Elizabeth Ashford, who was a senior adviser in Brown and Schwarzenegger’s offices and chief of staff to Harris when she was state attorney general, described Newsom’s positioning of California against the governors of Texas and Florida as “falling into a longer tradition of California governors making sure we are, in a sense, exporting our culture to the rest of the country,” recognizing that California “is a physical place, but it’s also an emotional and cultural destination.”

But it’s not that for everyone — or even most Americans. The national electorate is not as liberal as California’s. The cost of living is astronomical there. Homelessness is an epidemic, and the state’s K-12 public schools rank among the lowest in the country.

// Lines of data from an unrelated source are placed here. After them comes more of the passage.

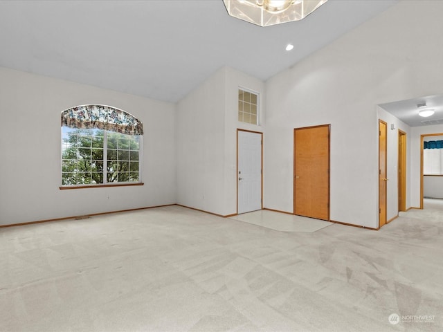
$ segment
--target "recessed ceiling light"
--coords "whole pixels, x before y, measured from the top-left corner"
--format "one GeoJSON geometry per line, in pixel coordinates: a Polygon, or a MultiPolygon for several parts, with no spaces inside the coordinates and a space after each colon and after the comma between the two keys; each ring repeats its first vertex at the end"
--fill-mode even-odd
{"type": "Polygon", "coordinates": [[[435,112],[434,112],[433,109],[424,109],[423,111],[418,112],[418,115],[423,118],[427,118],[432,116],[434,113],[435,112]]]}

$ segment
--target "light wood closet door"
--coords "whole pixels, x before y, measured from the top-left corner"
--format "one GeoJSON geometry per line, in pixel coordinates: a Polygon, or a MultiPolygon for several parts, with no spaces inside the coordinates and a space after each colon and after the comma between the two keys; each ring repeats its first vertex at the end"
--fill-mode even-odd
{"type": "Polygon", "coordinates": [[[294,214],[329,219],[329,129],[294,129],[294,214]]]}

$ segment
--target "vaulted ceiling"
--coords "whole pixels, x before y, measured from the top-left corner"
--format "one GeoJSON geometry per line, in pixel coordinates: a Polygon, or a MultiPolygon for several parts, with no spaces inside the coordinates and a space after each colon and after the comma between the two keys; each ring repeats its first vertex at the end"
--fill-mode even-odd
{"type": "Polygon", "coordinates": [[[176,102],[223,66],[266,80],[396,1],[329,0],[262,28],[222,0],[3,0],[0,66],[176,102]]]}

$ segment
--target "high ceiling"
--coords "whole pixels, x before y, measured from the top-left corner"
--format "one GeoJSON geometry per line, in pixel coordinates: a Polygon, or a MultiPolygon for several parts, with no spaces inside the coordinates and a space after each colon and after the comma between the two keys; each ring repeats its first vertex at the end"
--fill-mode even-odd
{"type": "Polygon", "coordinates": [[[223,66],[266,80],[396,1],[329,0],[262,28],[222,0],[3,0],[0,66],[176,102],[223,66]]]}

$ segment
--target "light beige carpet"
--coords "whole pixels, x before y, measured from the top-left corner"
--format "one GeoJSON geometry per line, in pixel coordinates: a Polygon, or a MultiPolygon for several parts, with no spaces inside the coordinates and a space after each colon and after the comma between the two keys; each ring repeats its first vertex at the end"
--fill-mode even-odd
{"type": "Polygon", "coordinates": [[[316,232],[332,223],[286,213],[262,210],[230,217],[244,223],[266,227],[280,232],[316,232]]]}
{"type": "Polygon", "coordinates": [[[443,214],[419,212],[378,232],[178,206],[0,228],[0,331],[441,331],[443,214]]]}

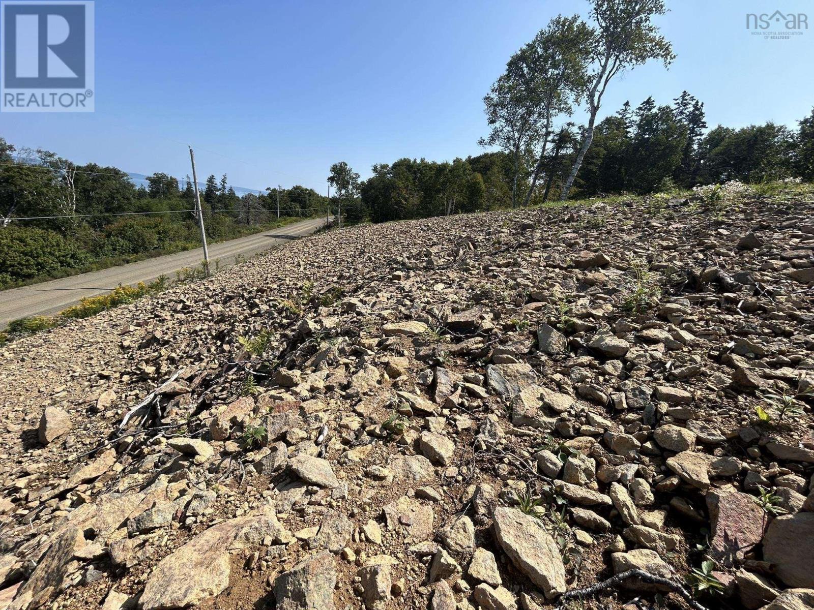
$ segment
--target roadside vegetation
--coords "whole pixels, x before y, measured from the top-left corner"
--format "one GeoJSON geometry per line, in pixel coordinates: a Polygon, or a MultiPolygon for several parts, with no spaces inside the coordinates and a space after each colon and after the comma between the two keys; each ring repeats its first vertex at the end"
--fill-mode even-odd
{"type": "MultiPolygon", "coordinates": [[[[794,205],[795,202],[814,201],[814,185],[799,180],[785,179],[763,181],[756,185],[747,185],[738,181],[729,181],[723,185],[697,186],[694,189],[678,189],[671,187],[664,192],[646,195],[623,194],[610,197],[591,197],[584,199],[569,199],[567,202],[551,201],[535,203],[532,207],[588,206],[602,204],[604,210],[592,215],[592,222],[602,222],[603,214],[610,216],[616,207],[635,207],[641,210],[642,216],[658,218],[664,214],[669,206],[686,206],[687,209],[699,219],[724,219],[729,212],[737,211],[746,206],[794,205]]],[[[242,257],[235,263],[242,261],[242,257]]],[[[219,270],[218,261],[213,263],[212,272],[219,270]]],[[[206,277],[203,264],[199,268],[184,268],[176,273],[176,283],[186,283],[206,277]]],[[[641,312],[657,302],[661,288],[653,282],[646,266],[642,261],[634,260],[631,265],[629,277],[630,289],[625,296],[624,308],[632,313],[641,312]]],[[[78,305],[60,312],[56,316],[36,316],[20,318],[9,323],[5,331],[0,332],[0,345],[26,337],[43,330],[59,326],[69,320],[86,318],[100,312],[126,305],[141,297],[155,294],[166,290],[170,285],[170,278],[160,277],[150,284],[139,283],[136,286],[119,286],[112,292],[98,297],[83,298],[78,305]]],[[[290,313],[300,315],[302,312],[302,299],[310,298],[313,285],[304,286],[304,296],[299,299],[287,300],[282,307],[290,313]]],[[[488,287],[484,286],[484,289],[488,287]]],[[[320,298],[323,307],[330,307],[339,298],[335,292],[328,292],[320,298]]],[[[568,333],[574,324],[571,317],[570,306],[566,302],[558,304],[552,314],[551,324],[561,332],[568,333]]],[[[523,320],[513,320],[510,322],[519,329],[525,328],[523,320]]],[[[260,355],[267,346],[269,337],[260,335],[254,338],[241,338],[240,342],[250,353],[260,355]]],[[[252,391],[252,387],[246,390],[252,391]]],[[[796,402],[788,397],[767,394],[766,409],[756,412],[764,422],[769,422],[776,416],[781,421],[786,413],[796,412],[796,402]]]]}
{"type": "MultiPolygon", "coordinates": [[[[136,185],[116,168],[16,149],[0,137],[0,290],[200,246],[195,191],[164,173],[136,185]]],[[[239,196],[225,175],[200,189],[207,237],[222,242],[325,213],[303,186],[239,196]],[[280,218],[277,217],[279,194],[280,218]]]]}

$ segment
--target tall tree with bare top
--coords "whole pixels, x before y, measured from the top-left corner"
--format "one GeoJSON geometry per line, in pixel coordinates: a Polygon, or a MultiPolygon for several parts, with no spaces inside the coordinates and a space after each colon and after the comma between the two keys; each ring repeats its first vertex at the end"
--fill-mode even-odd
{"type": "Polygon", "coordinates": [[[560,200],[568,193],[593,140],[593,126],[602,96],[614,76],[624,70],[659,59],[668,68],[676,58],[672,46],[653,24],[653,18],[667,13],[664,0],[591,0],[595,24],[591,43],[593,72],[585,91],[588,125],[571,173],[562,186],[560,200]]]}

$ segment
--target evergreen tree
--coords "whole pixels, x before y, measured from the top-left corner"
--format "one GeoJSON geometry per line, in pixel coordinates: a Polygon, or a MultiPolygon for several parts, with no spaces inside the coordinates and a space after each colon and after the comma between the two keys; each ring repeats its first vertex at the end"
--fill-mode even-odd
{"type": "Polygon", "coordinates": [[[209,174],[206,179],[206,186],[204,188],[204,203],[206,207],[212,210],[217,203],[218,186],[215,174],[209,174]]]}
{"type": "Polygon", "coordinates": [[[794,172],[797,176],[814,181],[814,109],[799,121],[795,145],[794,172]]]}
{"type": "Polygon", "coordinates": [[[698,142],[703,130],[707,129],[704,105],[686,91],[682,91],[673,101],[676,118],[684,124],[687,131],[687,139],[681,151],[681,162],[676,168],[673,177],[682,186],[693,186],[698,181],[700,170],[698,142]]]}

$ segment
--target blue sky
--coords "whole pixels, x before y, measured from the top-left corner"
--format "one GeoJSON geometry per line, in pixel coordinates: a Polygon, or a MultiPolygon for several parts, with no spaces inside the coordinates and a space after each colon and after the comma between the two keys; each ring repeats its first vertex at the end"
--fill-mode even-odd
{"type": "MultiPolygon", "coordinates": [[[[682,89],[710,126],[790,126],[814,105],[814,5],[667,0],[659,20],[678,55],[610,86],[600,115],[682,89]],[[808,14],[810,29],[764,40],[747,12],[808,14]]],[[[482,98],[509,56],[586,2],[551,0],[98,0],[96,111],[2,114],[0,136],[77,162],[145,174],[226,172],[252,188],[326,190],[330,163],[362,177],[404,157],[481,152],[482,98]]],[[[580,120],[582,114],[575,115],[580,120]]]]}

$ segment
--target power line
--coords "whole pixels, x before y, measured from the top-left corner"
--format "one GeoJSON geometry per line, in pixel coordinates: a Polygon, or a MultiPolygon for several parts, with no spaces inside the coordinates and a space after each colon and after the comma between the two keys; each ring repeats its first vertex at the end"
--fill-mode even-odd
{"type": "MultiPolygon", "coordinates": [[[[205,150],[206,149],[201,149],[201,150],[205,150]]],[[[212,151],[210,151],[210,152],[212,152],[212,151]]],[[[215,154],[217,155],[217,153],[215,153],[215,154]]],[[[225,156],[225,155],[221,155],[221,156],[225,156]]],[[[231,157],[226,157],[226,159],[231,159],[231,157]]],[[[233,161],[236,161],[238,159],[232,159],[232,160],[233,161]]],[[[115,174],[115,173],[111,173],[109,172],[90,172],[90,171],[85,170],[85,169],[73,169],[72,168],[49,168],[47,165],[29,165],[28,163],[0,163],[0,167],[6,167],[6,168],[24,168],[25,169],[42,169],[42,170],[45,170],[46,172],[60,172],[60,173],[63,173],[65,172],[71,171],[71,172],[73,172],[74,173],[77,173],[77,174],[90,174],[90,175],[93,175],[93,176],[112,176],[116,177],[116,178],[126,178],[127,180],[129,180],[129,181],[133,180],[133,176],[131,176],[129,174],[128,174],[126,172],[124,172],[124,171],[122,171],[122,172],[120,174],[115,174]]],[[[80,165],[79,167],[84,167],[84,166],[80,165]]],[[[160,172],[160,173],[163,173],[163,172],[160,172]]],[[[154,176],[155,174],[151,174],[151,175],[154,176]]],[[[212,175],[214,175],[214,174],[212,174],[212,175]]],[[[181,186],[182,183],[184,181],[184,178],[182,178],[182,177],[179,178],[179,177],[177,177],[175,176],[170,176],[169,174],[166,174],[166,176],[168,176],[168,177],[170,177],[170,178],[177,181],[178,182],[179,187],[181,186]]],[[[147,176],[147,177],[149,177],[149,176],[147,176]]],[[[136,180],[147,180],[147,178],[136,178],[136,180]]],[[[190,184],[191,184],[191,181],[190,181],[190,184]]],[[[204,183],[204,182],[199,182],[199,184],[202,185],[202,184],[205,184],[205,183],[204,183]]],[[[231,185],[231,186],[233,186],[233,188],[234,188],[234,185],[231,185]]],[[[239,187],[239,188],[243,188],[243,187],[239,187]]],[[[306,188],[308,188],[308,187],[306,187],[306,188]]],[[[300,197],[300,198],[304,198],[304,200],[307,201],[308,198],[309,198],[309,195],[306,195],[306,194],[295,194],[293,195],[290,194],[289,192],[288,192],[288,191],[291,190],[290,189],[281,189],[281,190],[286,193],[286,196],[287,196],[289,199],[293,199],[293,198],[295,198],[296,197],[300,197]]],[[[179,188],[179,192],[181,192],[180,188],[179,188]]],[[[271,192],[272,193],[276,192],[276,190],[275,189],[272,189],[271,192]]],[[[316,191],[314,191],[314,193],[316,193],[316,191]]],[[[237,193],[235,193],[235,194],[238,197],[241,197],[241,195],[239,195],[237,193]]],[[[248,192],[248,193],[243,193],[243,195],[247,195],[247,194],[254,194],[251,193],[251,192],[248,192]]],[[[270,194],[271,194],[271,193],[266,193],[265,194],[261,194],[260,196],[261,196],[261,197],[268,197],[270,194]]],[[[315,196],[321,197],[322,195],[319,195],[317,194],[315,196]]]]}
{"type": "MultiPolygon", "coordinates": [[[[5,166],[7,168],[25,168],[26,169],[44,169],[47,172],[72,171],[77,174],[94,174],[96,176],[115,176],[117,178],[127,178],[128,180],[130,179],[130,176],[125,172],[122,172],[120,174],[112,174],[105,172],[88,172],[86,170],[81,170],[81,169],[70,169],[70,168],[60,169],[59,168],[49,168],[47,165],[28,165],[28,163],[0,163],[0,165],[5,166]]],[[[81,165],[80,167],[83,166],[81,165]]]]}
{"type": "Polygon", "coordinates": [[[45,220],[52,218],[89,218],[91,216],[134,216],[142,214],[176,214],[185,211],[195,211],[195,210],[163,210],[161,211],[116,211],[105,214],[65,214],[59,216],[12,216],[6,218],[6,220],[45,220]]]}
{"type": "MultiPolygon", "coordinates": [[[[291,208],[290,210],[280,210],[280,211],[322,211],[321,207],[300,207],[300,208],[291,208]]],[[[14,220],[48,220],[55,218],[92,218],[99,216],[143,216],[146,214],[181,214],[187,211],[194,212],[195,210],[162,210],[160,211],[117,211],[117,212],[103,212],[102,214],[65,214],[62,216],[11,216],[11,218],[6,218],[5,220],[9,222],[14,220]]],[[[204,210],[204,211],[212,212],[225,212],[231,214],[241,214],[242,210],[226,210],[225,208],[210,208],[208,210],[204,210]]],[[[260,210],[256,211],[259,213],[272,214],[274,213],[271,210],[260,210]]]]}

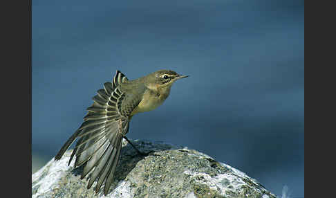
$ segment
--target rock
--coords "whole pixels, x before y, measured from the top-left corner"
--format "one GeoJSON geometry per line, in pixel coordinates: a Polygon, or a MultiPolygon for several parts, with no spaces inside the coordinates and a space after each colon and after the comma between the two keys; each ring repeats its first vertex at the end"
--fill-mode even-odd
{"type": "MultiPolygon", "coordinates": [[[[133,142],[142,152],[155,152],[141,156],[124,141],[106,197],[276,197],[255,179],[205,154],[162,142],[133,142]]],[[[32,174],[32,198],[105,197],[102,187],[95,196],[96,181],[86,189],[88,177],[80,179],[82,167],[73,169],[74,160],[68,166],[71,152],[32,174]]]]}

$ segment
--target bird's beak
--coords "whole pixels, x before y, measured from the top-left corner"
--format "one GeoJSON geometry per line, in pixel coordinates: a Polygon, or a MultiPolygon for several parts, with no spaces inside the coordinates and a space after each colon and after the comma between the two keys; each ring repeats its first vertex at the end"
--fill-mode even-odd
{"type": "Polygon", "coordinates": [[[178,79],[181,79],[181,78],[187,78],[188,77],[189,75],[180,75],[177,77],[175,78],[176,80],[178,80],[178,79]]]}

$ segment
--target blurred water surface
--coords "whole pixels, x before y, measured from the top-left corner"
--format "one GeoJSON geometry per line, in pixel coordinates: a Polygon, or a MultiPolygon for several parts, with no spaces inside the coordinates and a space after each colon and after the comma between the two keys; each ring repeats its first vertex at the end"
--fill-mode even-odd
{"type": "Polygon", "coordinates": [[[190,77],[135,116],[129,138],[185,145],[304,196],[304,1],[35,0],[32,29],[33,156],[55,156],[115,70],[167,69],[190,77]]]}

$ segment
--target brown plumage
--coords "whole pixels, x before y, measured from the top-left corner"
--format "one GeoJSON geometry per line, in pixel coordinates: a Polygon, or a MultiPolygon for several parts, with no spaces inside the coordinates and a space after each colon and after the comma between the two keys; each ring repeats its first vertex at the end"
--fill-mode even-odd
{"type": "MultiPolygon", "coordinates": [[[[162,104],[178,79],[187,77],[169,70],[160,70],[134,80],[128,80],[117,71],[112,82],[104,84],[93,98],[93,104],[79,129],[60,149],[59,160],[76,138],[79,138],[68,164],[76,156],[75,168],[85,163],[81,179],[92,172],[87,188],[97,179],[95,192],[102,183],[107,195],[119,161],[122,138],[129,132],[129,121],[138,113],[153,110],[162,104]]],[[[126,137],[125,137],[126,138],[126,137]]]]}

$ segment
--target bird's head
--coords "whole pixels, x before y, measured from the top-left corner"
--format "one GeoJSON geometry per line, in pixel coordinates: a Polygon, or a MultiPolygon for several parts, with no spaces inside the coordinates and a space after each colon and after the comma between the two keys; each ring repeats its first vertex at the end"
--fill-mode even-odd
{"type": "Polygon", "coordinates": [[[171,70],[162,69],[148,75],[146,84],[151,89],[157,89],[159,87],[170,87],[173,82],[177,80],[187,77],[188,75],[180,75],[171,70]]]}

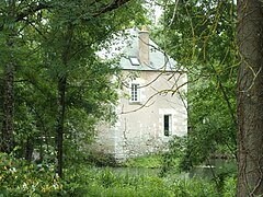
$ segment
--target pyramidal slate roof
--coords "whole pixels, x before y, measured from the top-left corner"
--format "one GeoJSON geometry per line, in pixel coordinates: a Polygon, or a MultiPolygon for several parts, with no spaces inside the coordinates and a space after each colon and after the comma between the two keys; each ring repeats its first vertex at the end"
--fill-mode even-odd
{"type": "Polygon", "coordinates": [[[170,58],[160,47],[149,38],[149,63],[139,61],[139,30],[127,30],[127,38],[121,58],[121,68],[124,70],[173,71],[176,61],[170,58]]]}

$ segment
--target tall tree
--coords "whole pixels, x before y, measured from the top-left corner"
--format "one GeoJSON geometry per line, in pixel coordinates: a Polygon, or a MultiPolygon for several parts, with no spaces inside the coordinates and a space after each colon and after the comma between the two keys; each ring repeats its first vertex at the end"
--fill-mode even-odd
{"type": "Polygon", "coordinates": [[[263,3],[238,1],[238,196],[263,194],[263,3]]]}

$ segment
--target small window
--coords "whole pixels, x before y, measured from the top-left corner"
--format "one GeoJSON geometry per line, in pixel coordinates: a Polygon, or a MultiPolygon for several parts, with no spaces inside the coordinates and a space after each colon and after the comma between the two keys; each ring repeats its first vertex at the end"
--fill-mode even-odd
{"type": "Polygon", "coordinates": [[[139,102],[139,84],[132,83],[130,101],[139,102]]]}
{"type": "Polygon", "coordinates": [[[171,136],[171,134],[172,134],[172,115],[163,116],[163,130],[164,130],[164,136],[171,136]]]}
{"type": "Polygon", "coordinates": [[[139,66],[139,59],[137,57],[129,57],[129,60],[133,66],[139,66]]]}

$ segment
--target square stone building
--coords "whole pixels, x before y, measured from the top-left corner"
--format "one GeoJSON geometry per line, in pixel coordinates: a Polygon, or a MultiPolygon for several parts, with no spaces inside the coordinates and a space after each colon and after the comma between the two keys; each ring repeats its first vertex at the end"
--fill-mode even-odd
{"type": "Polygon", "coordinates": [[[173,136],[187,134],[187,76],[155,44],[142,26],[128,30],[121,59],[117,121],[102,124],[95,150],[117,161],[167,150],[173,136]]]}

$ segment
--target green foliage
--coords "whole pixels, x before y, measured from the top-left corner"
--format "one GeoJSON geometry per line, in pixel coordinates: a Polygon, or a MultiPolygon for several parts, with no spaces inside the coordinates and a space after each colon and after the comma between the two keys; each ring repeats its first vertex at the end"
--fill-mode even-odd
{"type": "MultiPolygon", "coordinates": [[[[236,5],[233,1],[163,2],[157,43],[188,78],[188,136],[174,139],[171,155],[188,171],[214,154],[236,154],[236,5]],[[182,149],[183,151],[181,151],[182,149]]],[[[168,166],[167,166],[168,169],[168,166]]]]}
{"type": "MultiPolygon", "coordinates": [[[[125,169],[119,173],[108,167],[82,167],[81,174],[88,178],[85,196],[216,197],[222,194],[218,194],[215,185],[205,179],[161,178],[157,175],[128,173],[125,169]]],[[[229,179],[227,194],[235,193],[229,187],[231,184],[233,183],[229,179]]]]}
{"type": "Polygon", "coordinates": [[[149,154],[145,157],[128,159],[123,163],[127,167],[159,169],[162,164],[160,154],[149,154]]]}

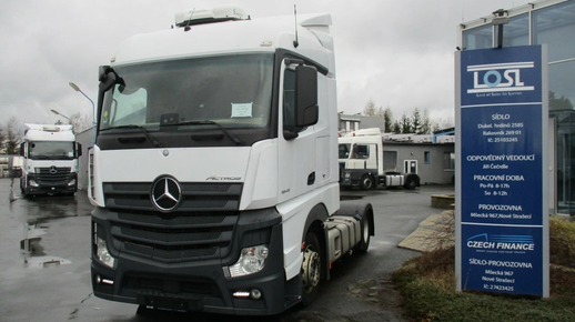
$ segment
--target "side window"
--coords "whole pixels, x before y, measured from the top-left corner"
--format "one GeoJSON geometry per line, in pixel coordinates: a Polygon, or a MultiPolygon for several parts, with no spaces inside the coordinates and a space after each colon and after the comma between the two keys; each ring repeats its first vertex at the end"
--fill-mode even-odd
{"type": "Polygon", "coordinates": [[[283,129],[295,129],[295,71],[286,69],[283,77],[283,129]]]}
{"type": "Polygon", "coordinates": [[[120,91],[120,85],[117,85],[111,99],[110,110],[102,112],[102,125],[142,125],[150,123],[147,122],[148,91],[145,89],[124,89],[120,91]]]}
{"type": "Polygon", "coordinates": [[[339,159],[347,159],[350,157],[350,144],[339,145],[339,159]]]}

“California has moved more and more to the left over the past decade, and we don’t have a good track record on a lot of public services,” Ashford said. “Governor Newsom is doing a good job, but he would be running at the helm of some things that haven’t worked well for a while, so I think there would be a lot of targets.”

This isn’t a Newsom problem alone. California sent Ronald Reagan and Richard Nixon to the White House. But that was decades ago, and California’s list of presidential failures, including Brown three times, is long. Harris’ presidential campaign in 2020 fell apart before a single vote was counted.

For moderate voters in other parts of the country — and for Democratic primary voters who worry about how those moderates might vote — Newsom is saddled with the same baggage other California politicians have carried: a caricature of an out-of-touch state used reliably for years by Republicans, including in this election cycle, to drag down candidates who have even a hint of an affiliation with San Francisco or Hollywood.

In Nevada, a political action committee working to lift Republicans has run TV ads warning voters that their state had been “Newsomed” with liberal policies. On the sidelines of the festival in Austin, Asa Hutchinson, the Republican governor of Arkansas who is considering running for president in 2024, told me that “everywhere Newsom goes and makes his case, it makes the Republican message stronger.”

Given how much more liberal California is than the rest of the country, Ashford said, “I think it would be hard for anyone from California to win.”

She added, “Even Kamala couldn’t make it to Iowa.”

Newsom might never make it there, either. Garry South, a Democratic strategist who advised Newsom in the run-up to the 2010 campaign, said, “I know the guy pretty well, and I’ve just never been struck by the notion that the be all and end all of him getting into politics was running for president of the United States.”

South said, “I think that like a lot of us Democrats, he’s really ticked off that a lot of national Democrats have not jumped on these things Republicans are doing. We have an opposition party here that is basically trying to foist fascism on the United States of America.”

To Newsom, and with Democrats currently in power in Washington, the most potent source of that opposition is coming primarily from Republican-led states like Florida and Texas, and amplified by right-wing media.

“They’re winning at that level,” he said. “And that’s the level we need to focus more on. Less of, ‘Is Kevin McCarthy going to be the next speaker and who’s up and who’s down in 2024?’ That’s not American politics. American politics is state by state, county by county.”

Newsom was preparing to attend a fundraiser before flying home the next morning to California. I asked if he would have any interest in 2028, especially if Harris wasn’t running. He shook his head.



“I’m a 960 SAT kid, just wrote a book about my dyslexia,” Newsom said. “The fact that I’m governor of the state of California, I pinch myself. I mean it. … I didn’t shake the hand of JFK and all of a sudden go, ‘That’s what my destiny is.’”


Of the kind of “extreme and extraordinary things” that might change that some day, he told me, “Not only is that unlikely, it’s unworthy of my time and attention.”

What is worthwhile, he said, “is how we can wake people up to focus on this moment in time and to get people’s attention on what the hell is happening to the rights revolution and how it’s being rolled back in real time.”